Я убийца
Шрифт:
– Затем, что я не для того здесь нахожусь, чтобы ты шпану по кустам резал, да бошки им молотком разбивал. Нужно расти, Максим, совершенствоваться. Ты же, в конце концов, хочешь отомстить за тех, кого потерял? А? Вижу, что хочешь. Тогда слушай. Слушай и запоминай! Однажды Галина оставила на столе снотворное, а четырехлетний Костя, увидев таблетки, принял их за конфеты, такие редкие в его жизни. Понимаешь?! Ребенок не может отличить лекарства от сладостей! И что происходит?! – он разводит руки в стороны. – Итог трагичен: ребенок умер, уснул вечным сном.

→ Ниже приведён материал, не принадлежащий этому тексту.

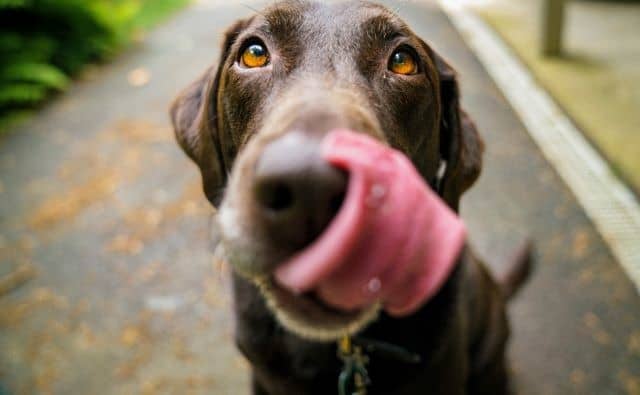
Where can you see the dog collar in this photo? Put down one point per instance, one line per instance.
(354, 354)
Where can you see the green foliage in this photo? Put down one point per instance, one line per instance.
(45, 42)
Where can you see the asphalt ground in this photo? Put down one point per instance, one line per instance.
(104, 214)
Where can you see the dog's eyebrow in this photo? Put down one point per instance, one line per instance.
(282, 20)
(382, 28)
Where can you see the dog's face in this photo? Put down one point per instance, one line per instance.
(288, 76)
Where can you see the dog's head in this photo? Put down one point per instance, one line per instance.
(286, 77)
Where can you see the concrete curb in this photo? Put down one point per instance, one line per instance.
(609, 204)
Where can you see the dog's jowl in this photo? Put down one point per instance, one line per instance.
(331, 140)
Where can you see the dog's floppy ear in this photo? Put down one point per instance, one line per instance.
(460, 144)
(194, 117)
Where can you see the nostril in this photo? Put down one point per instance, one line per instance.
(335, 202)
(274, 195)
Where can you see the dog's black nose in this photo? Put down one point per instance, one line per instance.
(297, 192)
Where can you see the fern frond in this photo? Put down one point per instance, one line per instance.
(21, 94)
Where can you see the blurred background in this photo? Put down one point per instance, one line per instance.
(107, 284)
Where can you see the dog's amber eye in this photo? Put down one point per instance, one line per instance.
(255, 55)
(403, 62)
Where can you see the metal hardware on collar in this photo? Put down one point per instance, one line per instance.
(354, 378)
(442, 169)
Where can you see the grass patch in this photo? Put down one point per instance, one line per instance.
(45, 43)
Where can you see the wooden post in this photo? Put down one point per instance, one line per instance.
(552, 26)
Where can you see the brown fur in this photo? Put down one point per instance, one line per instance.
(327, 70)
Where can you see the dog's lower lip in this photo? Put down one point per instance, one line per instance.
(312, 297)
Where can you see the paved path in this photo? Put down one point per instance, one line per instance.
(96, 196)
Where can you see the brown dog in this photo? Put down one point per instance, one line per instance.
(253, 125)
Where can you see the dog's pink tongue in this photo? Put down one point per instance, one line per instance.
(393, 240)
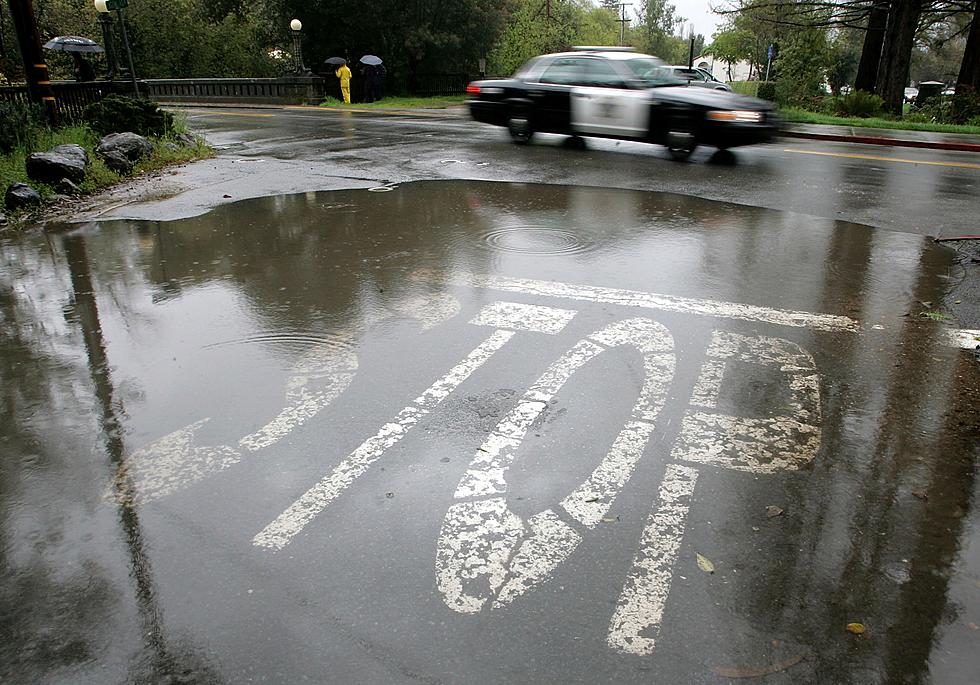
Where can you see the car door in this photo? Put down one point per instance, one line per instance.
(551, 93)
(603, 105)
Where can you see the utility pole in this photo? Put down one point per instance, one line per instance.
(623, 21)
(35, 68)
(690, 59)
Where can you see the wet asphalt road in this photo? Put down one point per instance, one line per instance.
(568, 416)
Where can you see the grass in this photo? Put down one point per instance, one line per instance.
(440, 102)
(97, 176)
(800, 116)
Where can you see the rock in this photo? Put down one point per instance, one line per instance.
(186, 140)
(66, 187)
(20, 195)
(133, 147)
(51, 167)
(116, 161)
(72, 150)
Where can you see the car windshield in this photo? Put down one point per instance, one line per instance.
(652, 72)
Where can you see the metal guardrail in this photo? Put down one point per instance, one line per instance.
(74, 97)
(290, 90)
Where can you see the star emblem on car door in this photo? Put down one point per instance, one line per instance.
(607, 109)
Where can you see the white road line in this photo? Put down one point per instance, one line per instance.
(758, 445)
(485, 552)
(967, 339)
(277, 534)
(635, 624)
(636, 298)
(175, 461)
(319, 376)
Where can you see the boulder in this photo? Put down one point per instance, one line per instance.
(72, 150)
(116, 161)
(50, 167)
(66, 187)
(132, 146)
(20, 195)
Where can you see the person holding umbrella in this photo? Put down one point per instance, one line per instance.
(343, 73)
(76, 45)
(84, 71)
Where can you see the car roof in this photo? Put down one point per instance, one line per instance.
(605, 52)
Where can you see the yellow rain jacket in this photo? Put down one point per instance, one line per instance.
(343, 73)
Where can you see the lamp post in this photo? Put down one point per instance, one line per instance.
(104, 7)
(296, 25)
(105, 23)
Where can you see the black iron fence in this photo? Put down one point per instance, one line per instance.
(72, 97)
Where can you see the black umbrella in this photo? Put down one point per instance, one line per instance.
(73, 44)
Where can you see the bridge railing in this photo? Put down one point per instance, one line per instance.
(293, 90)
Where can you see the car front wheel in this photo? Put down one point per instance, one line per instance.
(681, 144)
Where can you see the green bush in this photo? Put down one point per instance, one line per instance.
(745, 87)
(117, 114)
(917, 118)
(20, 125)
(859, 104)
(766, 90)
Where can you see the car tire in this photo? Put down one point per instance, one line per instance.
(681, 143)
(519, 126)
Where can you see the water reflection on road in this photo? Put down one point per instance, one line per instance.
(114, 337)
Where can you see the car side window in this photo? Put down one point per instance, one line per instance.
(600, 73)
(564, 71)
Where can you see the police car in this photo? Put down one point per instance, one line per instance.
(618, 93)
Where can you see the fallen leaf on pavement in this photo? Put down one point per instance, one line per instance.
(758, 671)
(705, 564)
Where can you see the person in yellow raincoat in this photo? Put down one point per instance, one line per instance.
(343, 73)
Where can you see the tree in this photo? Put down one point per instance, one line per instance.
(968, 81)
(802, 67)
(656, 28)
(730, 46)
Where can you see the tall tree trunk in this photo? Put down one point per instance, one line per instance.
(896, 56)
(874, 38)
(969, 78)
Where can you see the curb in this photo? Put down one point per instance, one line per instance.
(876, 140)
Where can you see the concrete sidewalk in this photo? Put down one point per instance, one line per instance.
(878, 136)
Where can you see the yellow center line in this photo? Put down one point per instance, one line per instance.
(401, 112)
(224, 114)
(876, 158)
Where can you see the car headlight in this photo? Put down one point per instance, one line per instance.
(741, 116)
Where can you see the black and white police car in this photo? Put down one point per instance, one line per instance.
(618, 93)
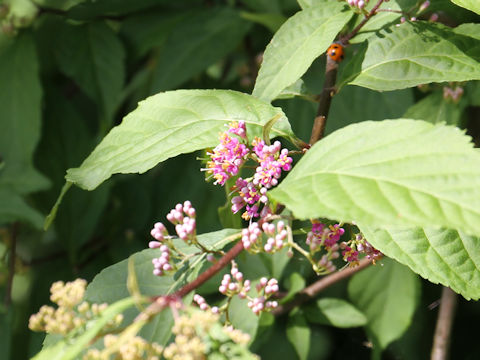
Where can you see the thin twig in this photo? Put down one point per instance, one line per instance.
(345, 39)
(325, 100)
(11, 264)
(441, 338)
(311, 291)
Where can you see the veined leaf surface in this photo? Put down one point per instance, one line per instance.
(444, 256)
(299, 41)
(412, 54)
(169, 124)
(392, 172)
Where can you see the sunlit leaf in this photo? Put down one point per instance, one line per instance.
(393, 172)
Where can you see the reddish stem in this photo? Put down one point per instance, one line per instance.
(311, 291)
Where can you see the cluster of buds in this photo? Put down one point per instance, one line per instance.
(229, 156)
(452, 94)
(183, 217)
(71, 314)
(194, 333)
(252, 237)
(277, 235)
(323, 237)
(265, 288)
(360, 4)
(202, 304)
(353, 248)
(132, 348)
(162, 265)
(234, 284)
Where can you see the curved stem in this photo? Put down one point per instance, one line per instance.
(441, 338)
(11, 264)
(311, 291)
(325, 100)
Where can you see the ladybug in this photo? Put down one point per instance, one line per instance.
(335, 51)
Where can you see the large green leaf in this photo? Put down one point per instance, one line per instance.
(91, 9)
(473, 5)
(20, 114)
(444, 256)
(387, 294)
(335, 312)
(110, 284)
(298, 333)
(435, 109)
(93, 56)
(299, 41)
(13, 207)
(169, 124)
(195, 43)
(393, 172)
(412, 54)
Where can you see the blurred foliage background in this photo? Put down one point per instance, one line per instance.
(70, 70)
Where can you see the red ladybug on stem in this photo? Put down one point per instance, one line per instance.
(335, 51)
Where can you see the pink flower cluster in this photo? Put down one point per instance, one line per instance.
(233, 284)
(326, 236)
(183, 217)
(202, 304)
(252, 237)
(358, 3)
(277, 236)
(261, 303)
(252, 192)
(228, 157)
(162, 264)
(352, 249)
(230, 154)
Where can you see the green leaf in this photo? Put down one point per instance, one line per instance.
(387, 294)
(91, 9)
(93, 56)
(444, 256)
(13, 208)
(472, 30)
(111, 283)
(149, 30)
(298, 333)
(472, 5)
(435, 109)
(271, 21)
(296, 282)
(71, 349)
(196, 43)
(412, 54)
(20, 114)
(58, 4)
(335, 312)
(393, 172)
(347, 108)
(169, 124)
(300, 40)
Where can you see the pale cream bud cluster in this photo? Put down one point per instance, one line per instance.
(133, 348)
(70, 314)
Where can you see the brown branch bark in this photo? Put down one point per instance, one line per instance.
(325, 100)
(311, 291)
(441, 338)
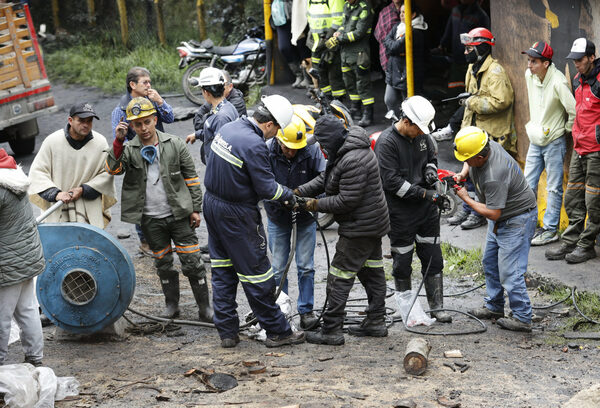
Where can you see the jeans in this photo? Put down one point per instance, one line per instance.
(550, 157)
(505, 263)
(279, 244)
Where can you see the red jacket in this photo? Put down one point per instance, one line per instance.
(586, 128)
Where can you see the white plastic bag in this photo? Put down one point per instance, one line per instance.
(417, 315)
(29, 387)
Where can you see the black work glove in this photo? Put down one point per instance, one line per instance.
(430, 176)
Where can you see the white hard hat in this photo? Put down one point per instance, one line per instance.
(420, 112)
(211, 76)
(280, 108)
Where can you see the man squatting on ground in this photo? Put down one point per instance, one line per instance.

– Остановись. Хватит, – голова кружится, тошнота подступает к горлу. – Я знаю, к чему ты клонишь. Но с этим должны разбираться органы опеки, власти, в конце концов, но не я. Не я.
– О, как ты заговорил, Макс! Хорошо! Прекрасно! Но я
– Если я начну действовать... – качаю головой. – Все же зачастую даже самая плохая семья лучше, чем самый хороший детский дом.
– Тут я с тобой согласен, но это в том случае, когда есть хоть какая-то надежда! А здесь... После смерти ребенка семьей заинтересовались в отделе опеки и попечительства. Галине даже пригрозили лишением родительских прав, но, заметь, просто пригрозили. Одна смерть для них ничто. Как ты сам сказал, плохая семья лучше, чем хороший детдом. Но детдом лучше, чем смерть! Ну, так вот, Макс. Спустя год у этого отребья родилась дочь Вика. Но и ее жизнь в семье алкоголиков и наркоманов была недолгой. Полуторамесячную девочку вскоре нашли мертвой. Слышишь меня?! Вику нашли мертвой!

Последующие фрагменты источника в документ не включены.